‘Gangster Squad’ (2013) Movie Review

Ryan Gosling, Josh Brolin, Michael Pena, Robert Patrick and Anthony Mackie in Gangster Squad
Ryan Gosling, Josh Brolin, Michael Pena, Robert Patrick and Anthony Mackie in Gangster Squad
Photo: Warner Bros.

It’s too bad Gangster Squad is rated R, because the audience it most deserves won’t be able to purchase a ticket. This is Dick Tracy-meets-The Untouchables filled with cartoon caricatures that create a tonal hodgepodge that left me wondering “Is this supposed to be funny?” Then again, funny or not, it certainly isn’t any good.
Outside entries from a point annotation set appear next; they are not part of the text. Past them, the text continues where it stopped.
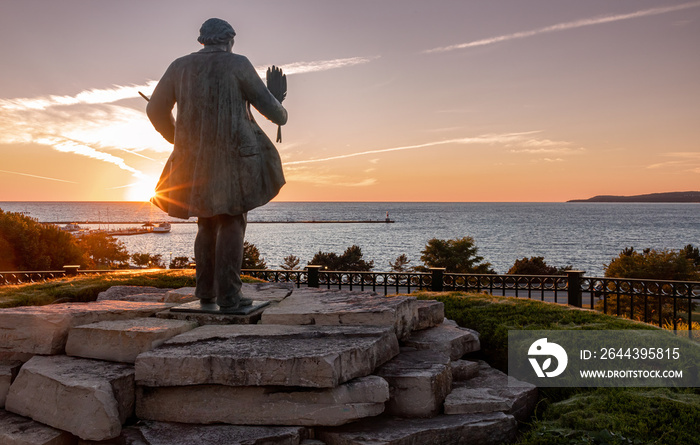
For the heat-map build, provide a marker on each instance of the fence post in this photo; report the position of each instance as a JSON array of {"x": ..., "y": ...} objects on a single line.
[
  {"x": 573, "y": 287},
  {"x": 71, "y": 270},
  {"x": 438, "y": 274},
  {"x": 313, "y": 275}
]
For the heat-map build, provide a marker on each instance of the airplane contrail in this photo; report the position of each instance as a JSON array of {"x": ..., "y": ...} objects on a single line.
[
  {"x": 565, "y": 26},
  {"x": 39, "y": 177}
]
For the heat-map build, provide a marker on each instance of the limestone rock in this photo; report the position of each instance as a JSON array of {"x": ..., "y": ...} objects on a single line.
[
  {"x": 182, "y": 295},
  {"x": 122, "y": 340},
  {"x": 8, "y": 372},
  {"x": 427, "y": 314},
  {"x": 18, "y": 430},
  {"x": 44, "y": 329},
  {"x": 164, "y": 433},
  {"x": 446, "y": 338},
  {"x": 251, "y": 405},
  {"x": 127, "y": 293},
  {"x": 327, "y": 307},
  {"x": 464, "y": 370},
  {"x": 419, "y": 381},
  {"x": 490, "y": 391},
  {"x": 261, "y": 355},
  {"x": 88, "y": 398},
  {"x": 482, "y": 429}
]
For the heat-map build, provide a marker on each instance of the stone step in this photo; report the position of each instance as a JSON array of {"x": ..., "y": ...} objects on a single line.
[
  {"x": 267, "y": 355},
  {"x": 18, "y": 430},
  {"x": 482, "y": 429},
  {"x": 8, "y": 372},
  {"x": 419, "y": 381},
  {"x": 165, "y": 433},
  {"x": 122, "y": 340},
  {"x": 447, "y": 338},
  {"x": 44, "y": 329},
  {"x": 88, "y": 398},
  {"x": 322, "y": 307},
  {"x": 250, "y": 405},
  {"x": 492, "y": 390}
]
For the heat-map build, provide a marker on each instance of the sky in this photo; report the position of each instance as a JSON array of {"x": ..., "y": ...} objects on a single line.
[{"x": 389, "y": 100}]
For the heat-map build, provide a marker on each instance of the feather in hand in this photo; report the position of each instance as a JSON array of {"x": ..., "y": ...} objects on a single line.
[{"x": 277, "y": 84}]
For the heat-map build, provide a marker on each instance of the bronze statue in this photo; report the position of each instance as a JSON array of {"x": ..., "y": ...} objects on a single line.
[{"x": 223, "y": 164}]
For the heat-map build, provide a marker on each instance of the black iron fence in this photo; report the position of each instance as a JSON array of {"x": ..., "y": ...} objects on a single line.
[{"x": 661, "y": 302}]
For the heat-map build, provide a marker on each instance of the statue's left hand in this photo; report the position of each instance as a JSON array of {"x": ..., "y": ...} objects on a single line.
[{"x": 277, "y": 83}]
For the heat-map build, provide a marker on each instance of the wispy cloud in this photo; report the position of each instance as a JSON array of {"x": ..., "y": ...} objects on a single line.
[
  {"x": 38, "y": 177},
  {"x": 566, "y": 26},
  {"x": 319, "y": 65},
  {"x": 507, "y": 139}
]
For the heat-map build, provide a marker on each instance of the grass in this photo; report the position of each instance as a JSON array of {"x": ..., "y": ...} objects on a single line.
[
  {"x": 84, "y": 288},
  {"x": 577, "y": 415}
]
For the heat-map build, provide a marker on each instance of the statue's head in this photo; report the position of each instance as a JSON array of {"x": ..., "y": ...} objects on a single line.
[{"x": 215, "y": 32}]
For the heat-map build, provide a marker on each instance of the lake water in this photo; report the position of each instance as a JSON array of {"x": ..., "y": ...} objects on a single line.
[{"x": 584, "y": 235}]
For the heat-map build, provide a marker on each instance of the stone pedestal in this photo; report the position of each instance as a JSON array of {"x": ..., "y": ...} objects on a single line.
[
  {"x": 419, "y": 381},
  {"x": 89, "y": 398},
  {"x": 482, "y": 429},
  {"x": 447, "y": 338},
  {"x": 323, "y": 307},
  {"x": 44, "y": 329},
  {"x": 205, "y": 404},
  {"x": 264, "y": 355},
  {"x": 122, "y": 340}
]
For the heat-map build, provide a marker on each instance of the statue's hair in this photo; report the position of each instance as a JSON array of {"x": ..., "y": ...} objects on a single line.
[{"x": 215, "y": 32}]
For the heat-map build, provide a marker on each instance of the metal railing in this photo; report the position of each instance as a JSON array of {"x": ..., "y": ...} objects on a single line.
[{"x": 650, "y": 301}]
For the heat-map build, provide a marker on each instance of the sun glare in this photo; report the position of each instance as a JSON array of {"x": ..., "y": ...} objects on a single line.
[{"x": 141, "y": 191}]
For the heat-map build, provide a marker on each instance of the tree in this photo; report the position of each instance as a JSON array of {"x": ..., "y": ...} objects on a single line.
[
  {"x": 103, "y": 251},
  {"x": 146, "y": 260},
  {"x": 400, "y": 264},
  {"x": 291, "y": 262},
  {"x": 252, "y": 258},
  {"x": 455, "y": 255},
  {"x": 26, "y": 244},
  {"x": 535, "y": 266},
  {"x": 180, "y": 262},
  {"x": 655, "y": 264},
  {"x": 350, "y": 260}
]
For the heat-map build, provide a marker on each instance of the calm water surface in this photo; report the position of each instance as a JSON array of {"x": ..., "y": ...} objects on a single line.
[{"x": 584, "y": 235}]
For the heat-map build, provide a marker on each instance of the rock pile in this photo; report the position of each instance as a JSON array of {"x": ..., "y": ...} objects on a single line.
[{"x": 313, "y": 367}]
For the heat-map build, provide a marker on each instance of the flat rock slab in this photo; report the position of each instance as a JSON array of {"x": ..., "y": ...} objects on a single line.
[
  {"x": 18, "y": 430},
  {"x": 8, "y": 372},
  {"x": 464, "y": 370},
  {"x": 492, "y": 390},
  {"x": 164, "y": 433},
  {"x": 122, "y": 340},
  {"x": 250, "y": 405},
  {"x": 323, "y": 307},
  {"x": 419, "y": 381},
  {"x": 427, "y": 314},
  {"x": 44, "y": 329},
  {"x": 262, "y": 355},
  {"x": 89, "y": 398},
  {"x": 131, "y": 293},
  {"x": 447, "y": 338},
  {"x": 482, "y": 429}
]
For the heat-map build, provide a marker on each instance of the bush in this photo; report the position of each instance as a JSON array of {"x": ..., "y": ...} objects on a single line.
[
  {"x": 25, "y": 244},
  {"x": 350, "y": 260},
  {"x": 535, "y": 266},
  {"x": 455, "y": 255}
]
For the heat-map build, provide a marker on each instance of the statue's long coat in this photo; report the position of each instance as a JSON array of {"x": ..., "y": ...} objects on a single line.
[{"x": 222, "y": 162}]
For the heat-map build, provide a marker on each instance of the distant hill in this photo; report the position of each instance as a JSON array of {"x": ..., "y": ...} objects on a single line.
[{"x": 652, "y": 197}]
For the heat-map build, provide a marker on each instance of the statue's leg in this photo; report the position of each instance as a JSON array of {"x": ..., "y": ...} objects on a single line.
[
  {"x": 229, "y": 258},
  {"x": 204, "y": 256}
]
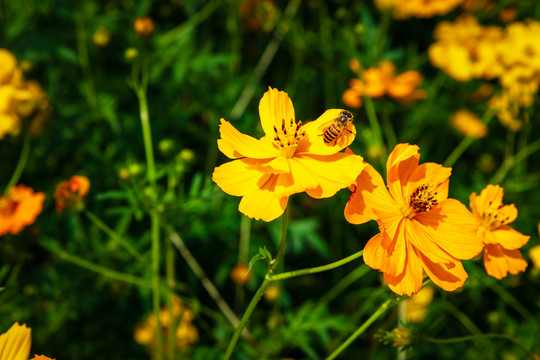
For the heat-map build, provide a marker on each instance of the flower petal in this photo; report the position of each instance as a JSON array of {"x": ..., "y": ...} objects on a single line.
[
  {"x": 410, "y": 281},
  {"x": 236, "y": 145},
  {"x": 313, "y": 143},
  {"x": 274, "y": 107},
  {"x": 447, "y": 276},
  {"x": 401, "y": 163},
  {"x": 370, "y": 199},
  {"x": 238, "y": 179},
  {"x": 453, "y": 228},
  {"x": 508, "y": 238},
  {"x": 262, "y": 204},
  {"x": 499, "y": 262}
]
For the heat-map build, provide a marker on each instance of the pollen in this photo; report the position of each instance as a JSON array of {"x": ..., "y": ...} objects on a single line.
[
  {"x": 423, "y": 199},
  {"x": 287, "y": 136}
]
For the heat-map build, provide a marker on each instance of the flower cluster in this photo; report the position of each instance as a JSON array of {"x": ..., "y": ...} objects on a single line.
[
  {"x": 19, "y": 99},
  {"x": 19, "y": 208},
  {"x": 380, "y": 81},
  {"x": 417, "y": 8},
  {"x": 182, "y": 317},
  {"x": 466, "y": 50}
]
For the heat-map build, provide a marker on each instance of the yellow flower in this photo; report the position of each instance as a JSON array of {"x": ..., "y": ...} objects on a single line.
[
  {"x": 380, "y": 81},
  {"x": 16, "y": 342},
  {"x": 19, "y": 209},
  {"x": 289, "y": 159},
  {"x": 421, "y": 229},
  {"x": 502, "y": 243},
  {"x": 417, "y": 8},
  {"x": 469, "y": 124}
]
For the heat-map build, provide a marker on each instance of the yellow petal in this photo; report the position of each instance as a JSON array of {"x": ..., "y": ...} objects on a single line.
[
  {"x": 313, "y": 143},
  {"x": 237, "y": 178},
  {"x": 274, "y": 107},
  {"x": 370, "y": 199},
  {"x": 15, "y": 343},
  {"x": 453, "y": 228},
  {"x": 262, "y": 204},
  {"x": 401, "y": 163},
  {"x": 236, "y": 145}
]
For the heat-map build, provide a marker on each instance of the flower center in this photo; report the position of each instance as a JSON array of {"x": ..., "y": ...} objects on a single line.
[
  {"x": 493, "y": 217},
  {"x": 288, "y": 137},
  {"x": 422, "y": 200}
]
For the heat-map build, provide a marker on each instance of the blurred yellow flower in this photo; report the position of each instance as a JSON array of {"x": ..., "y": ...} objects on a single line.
[
  {"x": 502, "y": 243},
  {"x": 417, "y": 306},
  {"x": 469, "y": 124},
  {"x": 417, "y": 8},
  {"x": 291, "y": 158},
  {"x": 186, "y": 333},
  {"x": 380, "y": 81}
]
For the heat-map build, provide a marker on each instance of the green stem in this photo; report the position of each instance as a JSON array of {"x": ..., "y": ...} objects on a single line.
[
  {"x": 466, "y": 142},
  {"x": 262, "y": 288},
  {"x": 21, "y": 164},
  {"x": 479, "y": 337},
  {"x": 114, "y": 236},
  {"x": 380, "y": 311},
  {"x": 314, "y": 270},
  {"x": 113, "y": 274},
  {"x": 512, "y": 161}
]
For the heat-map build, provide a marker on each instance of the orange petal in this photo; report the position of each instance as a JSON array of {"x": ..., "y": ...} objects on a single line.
[
  {"x": 401, "y": 163},
  {"x": 410, "y": 281},
  {"x": 447, "y": 276},
  {"x": 509, "y": 238},
  {"x": 235, "y": 145},
  {"x": 432, "y": 174},
  {"x": 262, "y": 204},
  {"x": 371, "y": 199},
  {"x": 238, "y": 179},
  {"x": 274, "y": 107},
  {"x": 313, "y": 143},
  {"x": 332, "y": 172},
  {"x": 453, "y": 228},
  {"x": 499, "y": 262}
]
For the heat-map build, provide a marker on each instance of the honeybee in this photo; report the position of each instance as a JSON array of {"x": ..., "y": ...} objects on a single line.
[{"x": 334, "y": 129}]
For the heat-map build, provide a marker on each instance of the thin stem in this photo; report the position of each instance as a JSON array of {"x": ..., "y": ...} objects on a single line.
[
  {"x": 262, "y": 288},
  {"x": 21, "y": 164},
  {"x": 479, "y": 337},
  {"x": 265, "y": 60},
  {"x": 199, "y": 272},
  {"x": 114, "y": 236},
  {"x": 113, "y": 274},
  {"x": 466, "y": 142},
  {"x": 380, "y": 311},
  {"x": 314, "y": 270}
]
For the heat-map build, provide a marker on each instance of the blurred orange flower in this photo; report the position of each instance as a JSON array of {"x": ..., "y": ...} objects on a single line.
[
  {"x": 289, "y": 159},
  {"x": 19, "y": 208},
  {"x": 69, "y": 193},
  {"x": 380, "y": 81},
  {"x": 502, "y": 243},
  {"x": 469, "y": 124},
  {"x": 421, "y": 229}
]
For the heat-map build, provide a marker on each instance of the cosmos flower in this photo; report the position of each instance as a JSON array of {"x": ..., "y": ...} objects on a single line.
[
  {"x": 289, "y": 159},
  {"x": 421, "y": 229},
  {"x": 19, "y": 208},
  {"x": 502, "y": 243},
  {"x": 70, "y": 193}
]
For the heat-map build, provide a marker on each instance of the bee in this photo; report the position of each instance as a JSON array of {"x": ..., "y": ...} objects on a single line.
[{"x": 334, "y": 129}]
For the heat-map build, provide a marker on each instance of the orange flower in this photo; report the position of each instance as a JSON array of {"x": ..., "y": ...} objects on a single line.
[
  {"x": 69, "y": 194},
  {"x": 420, "y": 227},
  {"x": 289, "y": 159},
  {"x": 19, "y": 208},
  {"x": 501, "y": 254},
  {"x": 382, "y": 81}
]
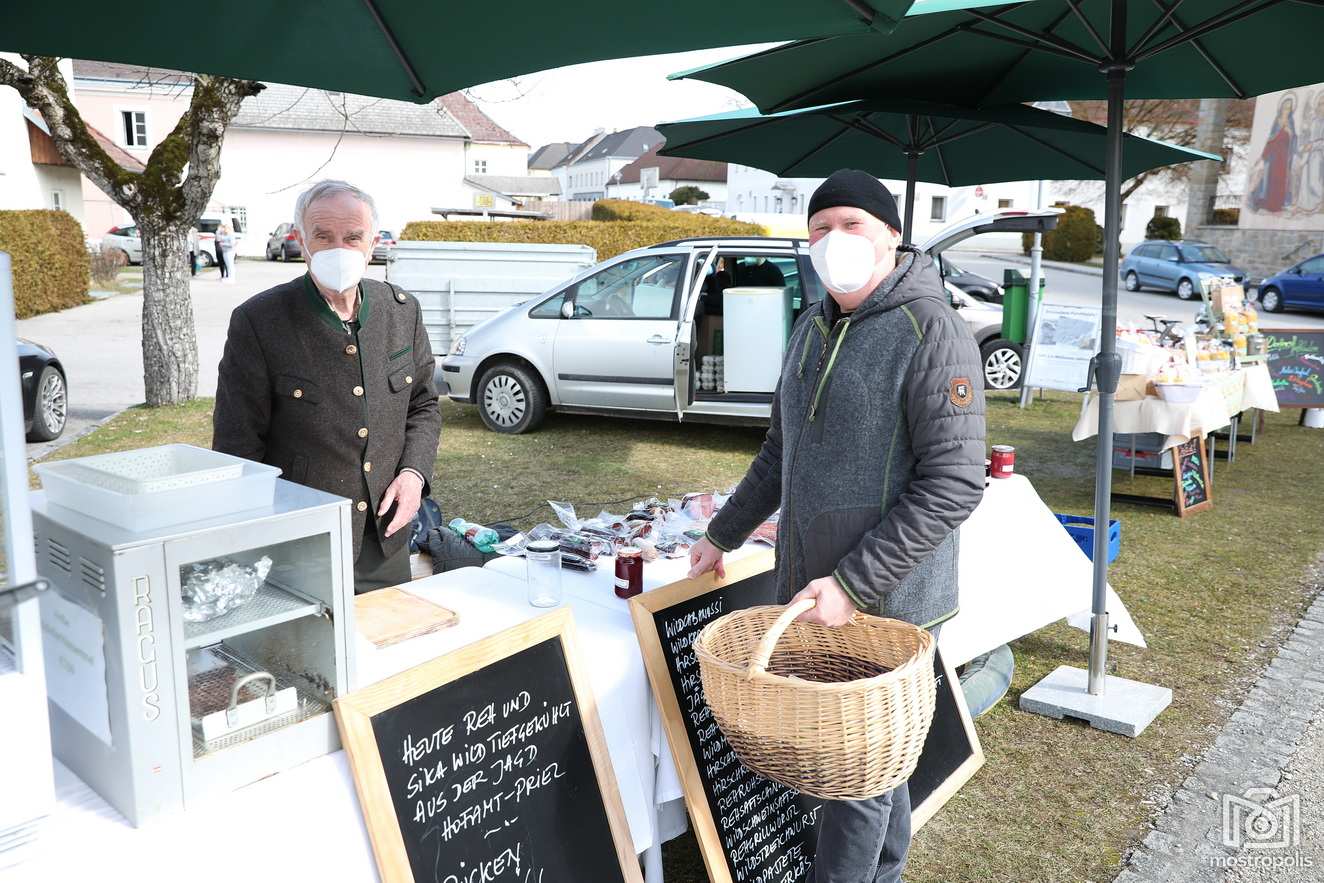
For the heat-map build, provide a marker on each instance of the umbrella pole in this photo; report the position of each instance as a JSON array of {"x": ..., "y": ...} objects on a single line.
[
  {"x": 1107, "y": 372},
  {"x": 911, "y": 178}
]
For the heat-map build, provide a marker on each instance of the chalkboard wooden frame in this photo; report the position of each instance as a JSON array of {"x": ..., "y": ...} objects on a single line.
[
  {"x": 1274, "y": 332},
  {"x": 642, "y": 608},
  {"x": 354, "y": 716},
  {"x": 1179, "y": 497}
]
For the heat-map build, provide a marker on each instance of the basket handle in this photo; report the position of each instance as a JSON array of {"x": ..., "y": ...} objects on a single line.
[{"x": 763, "y": 653}]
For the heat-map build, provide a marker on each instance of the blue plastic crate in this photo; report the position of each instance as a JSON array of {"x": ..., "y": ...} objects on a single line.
[{"x": 1081, "y": 527}]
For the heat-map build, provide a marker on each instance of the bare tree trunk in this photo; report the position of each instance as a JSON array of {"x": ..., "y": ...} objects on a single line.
[{"x": 170, "y": 339}]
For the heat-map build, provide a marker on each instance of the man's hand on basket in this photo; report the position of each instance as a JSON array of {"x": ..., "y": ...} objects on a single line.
[
  {"x": 705, "y": 556},
  {"x": 833, "y": 608}
]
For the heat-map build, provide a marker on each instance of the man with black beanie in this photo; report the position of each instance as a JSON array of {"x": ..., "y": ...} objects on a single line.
[{"x": 875, "y": 457}]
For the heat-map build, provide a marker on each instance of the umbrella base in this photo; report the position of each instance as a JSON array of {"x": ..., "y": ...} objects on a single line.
[{"x": 1126, "y": 707}]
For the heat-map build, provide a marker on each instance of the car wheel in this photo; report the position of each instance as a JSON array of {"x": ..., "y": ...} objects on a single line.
[
  {"x": 1002, "y": 364},
  {"x": 510, "y": 400},
  {"x": 50, "y": 411}
]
Set in 1949, and inspired by (but not nearly a true story) Paul Lieberman’s seven-part, 2008 Los Angeles Times feature “Tales From the Gangster Squad“, the film started coming together back in 2011 with an impressive list of names attached.

Sean Penn plays East Coast mob boss Mickey Coen whose about to find his organization under attack by Josh Brolin‘s all-rules-are-off band of cops. Brolin plays Sgt. John O’Mara and of the others that join him, Ryan Gosling‘s Jerry Wooters gets the most screen time while Michael Pena, Robert Patrick, Anthony Mackie and Giovanni Ribisi make up the supporting players.

This self-proclaimed “Gangster Squad” sets out to shut down Mickey and his illegal activities in Los Angeles at the behest of the marble-mouthed Chief Parker (Nick Nolte) and they plan on shooting up as much of the town as necessary to do it.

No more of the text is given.